What's worse, more writers joined the thread – not to offer advice, but to share their own client/project nightmares. Another writer posted that she has been writing an ebook for going on four months now (should have been finished three months ago) and is plagued with so many revision requests she has no idea of when it will finally be good enough for the client. These projects have taken up so much of the writers' time, they each admitted to passing up other writing opportunities. Now that's just plain wrong.

These situations happen, and when they do it's a miserable experience. But nothing will change until you, the writer, take control of the situation. The reality of working for yourself is that you will not absolutely love every client, but you don't have to tolerate disrespect or abuse from anyone.

This is where you need to find your backbone, pop it back into place and stand up for yourself. Before communicating with a difficult client, make sure that you are calm. If you are still fighting mad, you are not in control, and you will need to make sure you remain professional and in control no matter how a client chooses to behave.

Slow your roll…
If you are dealing with a client who habitually rants and raves, and lashes out at you with profanity, let him/her know that you will not tolerate unprofessional behavior of any kind. You can offer to continue working on the project if your client agrees to continue treating you with respect, or kindly end the project and move on.

Establish a contract and use it
Anticipate your worse case scenario and include it in your agreement. Neither of the previously mentioned writers had an agreement in place that included details like requiring a non-refundable deposit before starting the project or a cap on the number of free revisions allowed . There are people who prey on the inexperienced. Take this experience and create an airtight service agreement.
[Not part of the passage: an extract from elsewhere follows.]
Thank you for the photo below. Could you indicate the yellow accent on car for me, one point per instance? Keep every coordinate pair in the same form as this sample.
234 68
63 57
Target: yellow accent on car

Always get everything in writing – email is fine. Do not rely on phone conversations to relay the details of a project. If your client likes to discuss things over the phone, follow up with a detailed scope of the project as you understand it and get it signed or a rely email stating that the client agrees.

Don't be afraid to let go
The reality of being self-employed is that every project will not go smoothly. You find that repeat work with a difficult client is just not worth it in the long run. Can you continuously put up with cursing, non-stop revision requests or constant changes right and left? If not, pass it up and look out for the next freelance writing opportunity instead. Believe me, it will come.

Should you suck it up and complete the project?
Should you just suck it up and finish a project you're working on for a difficult client, or end it as soon as it starts to get ugly? Some writers believe that a professional sees all projects through to completion and then ends the client relationship. Others say that it's best to end the project as soon as the situation becomes unbearable since by that point all professionalism is out the window. I want to know what you think. And oh yeah – Make sure you get out and VOTE today!